世界はたこ焼きを見習うべき

 私はタコ焼きが好きだ。あたまにかっこよくタオルを締めたあんちゃんが、真夏の屋台で暑さをものともせずにたこ焼きを作る様は、私の唾液腺と胃をもろに刺激してくる。

 だが私がこうして平和の象徴ともいえる間食を実行している間に、世界の裏では食事すらままならない人たちがいる。

 理由が紛争であれ貧困であれ、彼らはともかく食べられていない。飢餓である。

 私には彼らを救うことなどできないのが辛いものだ。いや、辛いと言って手を差し伸べることすらしていないのが現状だが、そこはいったん置いておこう。

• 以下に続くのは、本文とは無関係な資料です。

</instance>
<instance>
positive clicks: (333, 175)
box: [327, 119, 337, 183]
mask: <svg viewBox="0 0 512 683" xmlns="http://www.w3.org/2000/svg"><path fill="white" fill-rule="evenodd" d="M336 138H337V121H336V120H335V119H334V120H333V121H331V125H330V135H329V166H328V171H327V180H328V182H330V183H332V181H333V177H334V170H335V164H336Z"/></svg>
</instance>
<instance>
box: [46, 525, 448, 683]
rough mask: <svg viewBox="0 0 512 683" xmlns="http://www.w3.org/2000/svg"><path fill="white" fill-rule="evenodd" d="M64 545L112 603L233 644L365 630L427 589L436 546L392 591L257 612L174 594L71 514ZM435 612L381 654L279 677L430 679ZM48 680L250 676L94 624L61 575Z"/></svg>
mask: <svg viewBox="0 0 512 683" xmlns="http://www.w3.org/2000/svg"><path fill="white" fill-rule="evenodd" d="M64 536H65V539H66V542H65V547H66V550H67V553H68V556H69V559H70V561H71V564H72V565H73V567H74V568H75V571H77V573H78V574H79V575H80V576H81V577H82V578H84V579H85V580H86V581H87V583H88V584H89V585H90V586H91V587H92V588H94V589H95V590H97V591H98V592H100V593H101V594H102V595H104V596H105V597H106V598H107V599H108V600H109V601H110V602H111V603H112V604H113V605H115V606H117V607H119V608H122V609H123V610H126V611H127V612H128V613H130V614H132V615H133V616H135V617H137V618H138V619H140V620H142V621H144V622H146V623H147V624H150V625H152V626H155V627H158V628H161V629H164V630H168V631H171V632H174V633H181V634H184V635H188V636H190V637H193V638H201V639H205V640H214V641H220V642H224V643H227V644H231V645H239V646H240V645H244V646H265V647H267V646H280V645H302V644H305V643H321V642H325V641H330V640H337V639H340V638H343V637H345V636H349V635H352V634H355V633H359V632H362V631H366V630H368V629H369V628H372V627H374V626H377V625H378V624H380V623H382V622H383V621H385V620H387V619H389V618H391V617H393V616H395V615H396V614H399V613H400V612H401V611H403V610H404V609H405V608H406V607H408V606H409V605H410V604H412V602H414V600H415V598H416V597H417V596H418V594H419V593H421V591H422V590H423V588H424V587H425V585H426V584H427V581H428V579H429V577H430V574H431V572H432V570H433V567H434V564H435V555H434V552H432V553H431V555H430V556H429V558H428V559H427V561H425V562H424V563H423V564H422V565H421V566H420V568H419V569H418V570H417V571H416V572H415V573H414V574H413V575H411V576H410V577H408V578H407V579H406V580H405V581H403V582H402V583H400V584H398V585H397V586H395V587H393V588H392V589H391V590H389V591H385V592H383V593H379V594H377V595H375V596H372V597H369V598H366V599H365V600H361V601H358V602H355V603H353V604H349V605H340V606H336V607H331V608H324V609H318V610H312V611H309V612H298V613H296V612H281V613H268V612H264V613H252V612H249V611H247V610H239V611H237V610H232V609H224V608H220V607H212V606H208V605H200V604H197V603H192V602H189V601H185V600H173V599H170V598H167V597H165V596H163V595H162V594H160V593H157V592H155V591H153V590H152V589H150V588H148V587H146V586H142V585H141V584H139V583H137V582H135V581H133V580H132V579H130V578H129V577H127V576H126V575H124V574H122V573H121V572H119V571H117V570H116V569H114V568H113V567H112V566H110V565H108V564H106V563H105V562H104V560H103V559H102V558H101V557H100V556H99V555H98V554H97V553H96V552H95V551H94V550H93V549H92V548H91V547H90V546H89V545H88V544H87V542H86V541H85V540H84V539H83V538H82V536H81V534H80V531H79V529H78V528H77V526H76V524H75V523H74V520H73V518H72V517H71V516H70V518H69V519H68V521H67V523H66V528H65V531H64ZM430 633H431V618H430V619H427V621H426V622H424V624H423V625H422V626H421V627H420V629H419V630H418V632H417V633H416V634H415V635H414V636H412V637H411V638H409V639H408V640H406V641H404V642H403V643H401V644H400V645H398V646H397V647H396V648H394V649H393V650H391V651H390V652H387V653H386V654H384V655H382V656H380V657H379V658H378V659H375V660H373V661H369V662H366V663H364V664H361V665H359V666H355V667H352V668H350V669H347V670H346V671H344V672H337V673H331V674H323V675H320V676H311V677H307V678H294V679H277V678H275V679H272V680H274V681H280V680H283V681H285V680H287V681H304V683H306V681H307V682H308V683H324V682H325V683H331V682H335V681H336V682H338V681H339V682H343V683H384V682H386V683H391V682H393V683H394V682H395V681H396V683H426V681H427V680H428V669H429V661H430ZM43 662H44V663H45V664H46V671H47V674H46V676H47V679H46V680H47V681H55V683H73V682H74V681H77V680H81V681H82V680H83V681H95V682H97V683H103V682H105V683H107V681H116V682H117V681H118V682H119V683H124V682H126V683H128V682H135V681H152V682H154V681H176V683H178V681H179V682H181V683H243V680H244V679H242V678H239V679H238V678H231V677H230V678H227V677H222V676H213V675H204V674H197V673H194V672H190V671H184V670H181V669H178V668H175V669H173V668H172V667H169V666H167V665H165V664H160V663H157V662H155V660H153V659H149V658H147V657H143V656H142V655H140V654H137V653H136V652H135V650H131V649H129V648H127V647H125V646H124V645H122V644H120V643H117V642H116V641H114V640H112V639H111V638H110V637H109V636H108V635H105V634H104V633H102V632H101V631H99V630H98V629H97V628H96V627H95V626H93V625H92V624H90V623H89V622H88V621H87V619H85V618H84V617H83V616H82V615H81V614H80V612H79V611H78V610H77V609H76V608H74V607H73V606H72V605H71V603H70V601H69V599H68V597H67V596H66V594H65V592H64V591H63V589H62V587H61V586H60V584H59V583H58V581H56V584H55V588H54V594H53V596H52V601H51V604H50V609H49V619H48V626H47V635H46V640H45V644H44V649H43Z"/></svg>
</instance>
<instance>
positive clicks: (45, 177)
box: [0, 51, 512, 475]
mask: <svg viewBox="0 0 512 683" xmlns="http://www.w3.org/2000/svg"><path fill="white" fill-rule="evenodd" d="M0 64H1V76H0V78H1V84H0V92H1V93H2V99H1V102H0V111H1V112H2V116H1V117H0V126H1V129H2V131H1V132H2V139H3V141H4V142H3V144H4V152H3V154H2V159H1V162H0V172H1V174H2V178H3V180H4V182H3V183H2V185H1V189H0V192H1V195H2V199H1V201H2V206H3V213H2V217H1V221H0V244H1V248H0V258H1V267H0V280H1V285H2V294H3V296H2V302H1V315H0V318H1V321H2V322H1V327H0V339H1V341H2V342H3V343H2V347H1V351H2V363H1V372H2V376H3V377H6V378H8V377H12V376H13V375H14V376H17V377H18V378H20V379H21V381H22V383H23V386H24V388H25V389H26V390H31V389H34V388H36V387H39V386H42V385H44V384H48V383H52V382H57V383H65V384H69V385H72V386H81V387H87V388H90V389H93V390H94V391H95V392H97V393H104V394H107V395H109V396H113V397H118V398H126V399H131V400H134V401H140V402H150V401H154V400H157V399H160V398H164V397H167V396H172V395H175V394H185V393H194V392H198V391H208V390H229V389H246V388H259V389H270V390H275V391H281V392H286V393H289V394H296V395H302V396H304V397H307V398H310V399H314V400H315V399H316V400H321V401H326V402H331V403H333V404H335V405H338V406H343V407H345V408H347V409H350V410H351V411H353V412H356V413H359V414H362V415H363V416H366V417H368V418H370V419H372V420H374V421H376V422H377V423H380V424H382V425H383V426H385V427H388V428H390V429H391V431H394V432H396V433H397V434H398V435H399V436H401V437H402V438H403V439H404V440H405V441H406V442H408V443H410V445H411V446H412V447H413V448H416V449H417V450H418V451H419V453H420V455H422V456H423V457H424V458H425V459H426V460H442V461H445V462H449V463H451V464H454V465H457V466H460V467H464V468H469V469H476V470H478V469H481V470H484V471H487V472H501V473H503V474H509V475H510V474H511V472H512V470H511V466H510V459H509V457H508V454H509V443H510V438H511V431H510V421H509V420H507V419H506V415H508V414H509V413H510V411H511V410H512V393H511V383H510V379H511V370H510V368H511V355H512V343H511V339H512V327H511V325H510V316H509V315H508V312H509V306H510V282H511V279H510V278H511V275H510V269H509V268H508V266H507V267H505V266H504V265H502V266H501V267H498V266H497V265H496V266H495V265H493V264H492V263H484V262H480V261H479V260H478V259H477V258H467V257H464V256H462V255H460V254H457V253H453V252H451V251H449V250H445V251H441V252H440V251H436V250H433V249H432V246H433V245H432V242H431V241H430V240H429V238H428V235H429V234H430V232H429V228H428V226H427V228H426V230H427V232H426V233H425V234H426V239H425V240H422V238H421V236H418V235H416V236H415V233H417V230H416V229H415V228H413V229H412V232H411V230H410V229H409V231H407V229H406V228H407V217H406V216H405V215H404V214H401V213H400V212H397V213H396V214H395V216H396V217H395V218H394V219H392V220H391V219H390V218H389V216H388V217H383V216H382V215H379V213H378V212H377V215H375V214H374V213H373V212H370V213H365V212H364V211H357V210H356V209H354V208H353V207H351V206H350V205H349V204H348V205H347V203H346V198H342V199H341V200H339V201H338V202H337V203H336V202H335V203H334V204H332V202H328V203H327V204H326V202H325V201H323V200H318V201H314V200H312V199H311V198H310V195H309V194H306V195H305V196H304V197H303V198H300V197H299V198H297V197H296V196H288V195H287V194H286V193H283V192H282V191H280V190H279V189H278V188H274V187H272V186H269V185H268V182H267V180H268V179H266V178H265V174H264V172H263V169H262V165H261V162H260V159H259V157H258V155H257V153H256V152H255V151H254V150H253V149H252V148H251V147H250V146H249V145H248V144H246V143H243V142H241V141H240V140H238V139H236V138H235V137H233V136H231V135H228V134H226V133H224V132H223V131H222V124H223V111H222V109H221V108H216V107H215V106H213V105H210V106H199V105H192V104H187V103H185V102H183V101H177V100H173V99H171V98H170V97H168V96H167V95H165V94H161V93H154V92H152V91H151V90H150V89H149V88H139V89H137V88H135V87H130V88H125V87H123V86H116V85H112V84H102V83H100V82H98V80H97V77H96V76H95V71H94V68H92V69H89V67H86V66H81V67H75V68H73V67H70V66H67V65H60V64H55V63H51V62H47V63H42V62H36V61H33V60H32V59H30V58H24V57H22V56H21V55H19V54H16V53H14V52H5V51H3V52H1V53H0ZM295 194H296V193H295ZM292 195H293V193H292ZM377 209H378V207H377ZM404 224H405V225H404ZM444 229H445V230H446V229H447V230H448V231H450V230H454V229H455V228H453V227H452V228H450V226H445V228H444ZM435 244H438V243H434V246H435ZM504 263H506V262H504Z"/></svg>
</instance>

 紛争や貧困の原因は性癖のように多種多様だ。隣の芝が青いこともあるだろう。私とあなたの間で気に食わないことがあるだろう。意見が食い違うこともあるだろう。

 こんな一般人でも喧嘩として起こり得る火種が、ただ打ち上げ花火につくか線香花火につくかどうかで変わる。線香花火の方は一瞬で消えてくれるが、打ち上げ花火の方はどうやら枯れてもなお燻り続けるヨークアンドランカスターのようだ。最たる例がさっきも言った貧困や飢餓だろう。戦争は腹が減るだけとはよく言ったものだ。

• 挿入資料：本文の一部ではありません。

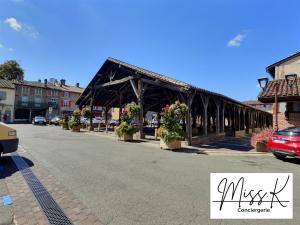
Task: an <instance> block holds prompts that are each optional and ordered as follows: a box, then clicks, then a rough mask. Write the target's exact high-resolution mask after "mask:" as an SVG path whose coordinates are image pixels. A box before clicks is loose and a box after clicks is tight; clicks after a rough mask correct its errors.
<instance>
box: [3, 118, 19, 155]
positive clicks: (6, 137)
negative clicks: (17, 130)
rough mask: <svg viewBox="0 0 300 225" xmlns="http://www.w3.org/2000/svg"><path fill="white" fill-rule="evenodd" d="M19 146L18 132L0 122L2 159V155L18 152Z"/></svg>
mask: <svg viewBox="0 0 300 225" xmlns="http://www.w3.org/2000/svg"><path fill="white" fill-rule="evenodd" d="M18 144H19V139H18V137H17V131H16V130H15V129H13V128H11V127H9V126H7V125H6V124H4V123H1V122H0V157H1V155H2V154H7V153H10V152H15V151H17V149H18Z"/></svg>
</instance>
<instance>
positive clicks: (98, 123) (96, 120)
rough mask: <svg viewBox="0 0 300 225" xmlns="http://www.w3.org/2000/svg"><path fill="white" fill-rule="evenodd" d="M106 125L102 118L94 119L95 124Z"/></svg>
mask: <svg viewBox="0 0 300 225" xmlns="http://www.w3.org/2000/svg"><path fill="white" fill-rule="evenodd" d="M99 123H100V124H105V120H103V119H102V118H101V117H95V118H93V124H99Z"/></svg>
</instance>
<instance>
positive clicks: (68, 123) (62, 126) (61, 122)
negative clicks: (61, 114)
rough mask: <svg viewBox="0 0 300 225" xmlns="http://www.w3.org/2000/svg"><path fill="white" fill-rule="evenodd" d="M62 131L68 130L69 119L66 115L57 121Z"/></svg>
mask: <svg viewBox="0 0 300 225" xmlns="http://www.w3.org/2000/svg"><path fill="white" fill-rule="evenodd" d="M59 123H60V125H61V127H62V129H64V130H69V117H68V116H67V115H63V118H62V119H61V120H60V121H59Z"/></svg>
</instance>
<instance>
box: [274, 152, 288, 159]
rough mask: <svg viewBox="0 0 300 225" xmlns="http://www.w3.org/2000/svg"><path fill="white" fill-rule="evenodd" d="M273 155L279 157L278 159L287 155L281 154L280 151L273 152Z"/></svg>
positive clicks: (276, 157) (285, 156) (282, 158)
mask: <svg viewBox="0 0 300 225" xmlns="http://www.w3.org/2000/svg"><path fill="white" fill-rule="evenodd" d="M273 155H274V156H275V157H276V158H277V159H281V160H282V159H285V157H286V156H285V155H282V154H279V153H273Z"/></svg>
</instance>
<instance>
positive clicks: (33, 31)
mask: <svg viewBox="0 0 300 225" xmlns="http://www.w3.org/2000/svg"><path fill="white" fill-rule="evenodd" d="M4 23H6V24H8V25H9V26H10V27H11V28H12V29H14V30H15V31H20V32H22V33H23V34H25V35H27V36H29V37H31V38H34V39H36V38H37V37H38V36H39V32H38V31H37V30H36V29H35V28H34V27H33V26H31V25H28V24H26V23H21V22H20V21H18V20H17V19H16V18H14V17H9V18H7V19H5V20H4Z"/></svg>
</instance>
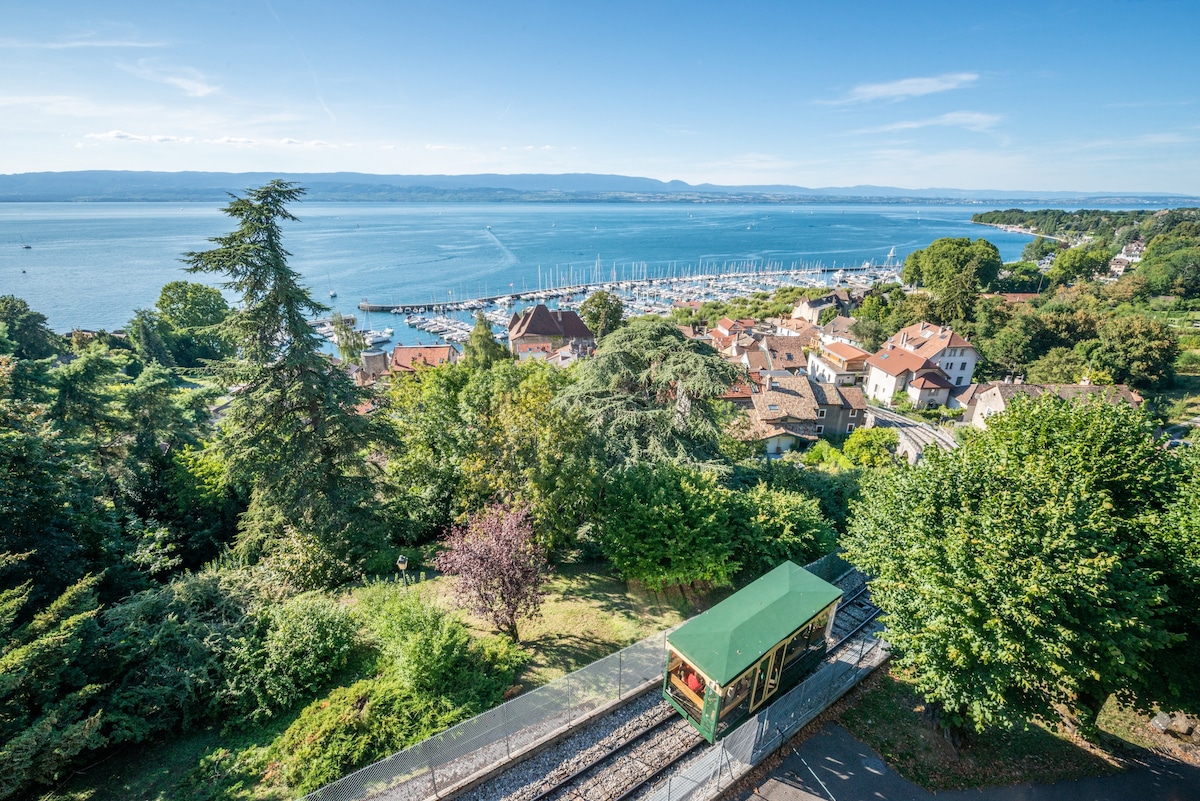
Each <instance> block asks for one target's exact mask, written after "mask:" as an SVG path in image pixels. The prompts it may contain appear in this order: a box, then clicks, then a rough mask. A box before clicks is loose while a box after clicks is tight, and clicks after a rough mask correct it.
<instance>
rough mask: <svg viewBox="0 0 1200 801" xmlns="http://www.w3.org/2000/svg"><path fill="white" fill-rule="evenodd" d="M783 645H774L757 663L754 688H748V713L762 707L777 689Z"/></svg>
mask: <svg viewBox="0 0 1200 801" xmlns="http://www.w3.org/2000/svg"><path fill="white" fill-rule="evenodd" d="M784 645H785V644H784V643H780V644H779V645H776V646H775V648H774V649H773V650H772V651H770V652H769V654H767V655H766V656H764V657H762V661H761V662H758V670H757V671H756V673H755V677H754V686H752V687H751V688H750V711H751V712H754V711H755V710H757V709H758V707H760V706H762V705H763V704H764V703H766V701H767V699H768V698H770V697H772V695H774V694H775V691H776V689H779V676H780V673H782V670H784V650H785V648H784Z"/></svg>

 世界平和が訪れては欲しいが、いまだその兆候すら見えない。だが私は一筋の光を見た。そう、タコ焼きである。

 小麦とは世界三大穀物の一つにであり、その名を知らぬ者も口にしたことがないという者もいないであろう名植物だ。無論パンなどの原材料である。

 一方タコは日本では食べられているが、世界的に見ればそう食べられてはいない。なんなら食用と考える文化すらない国もある。

 とはいえ酢ダコ、タコ飯、唐揚げとさまざまな調理方法でタコを食べる我らが日本が属するアジア圏ですら、日本を含めなければ韓国やタイなど、タコを食べている国はそう多くない。因みに収穫量が世界一の中国ですら消費量はあまり多くないようだ。

 だがどうだろう、タコ焼きは。

 人気者と嫌われ者のマッチング。もちろんよろずの人に受ける味とは言わないが、タコの見た目が原因で食べない人にはぜひ食べてもらいたい。きっと食べれば美味しく味わえるはずだ。

 私も例にはもれないが、皆あれが嫌いこれが嫌いと見た目や偏見で判断し、ろくに話し合おうとも、妥協しようともせずに、無駄に折れない心を大切にして生きている。

 地球のように丸く、この愛くるしい見た目をしたタコ焼きのように、お互い手を取り合い、美味しくまとまってはくれないだろうか。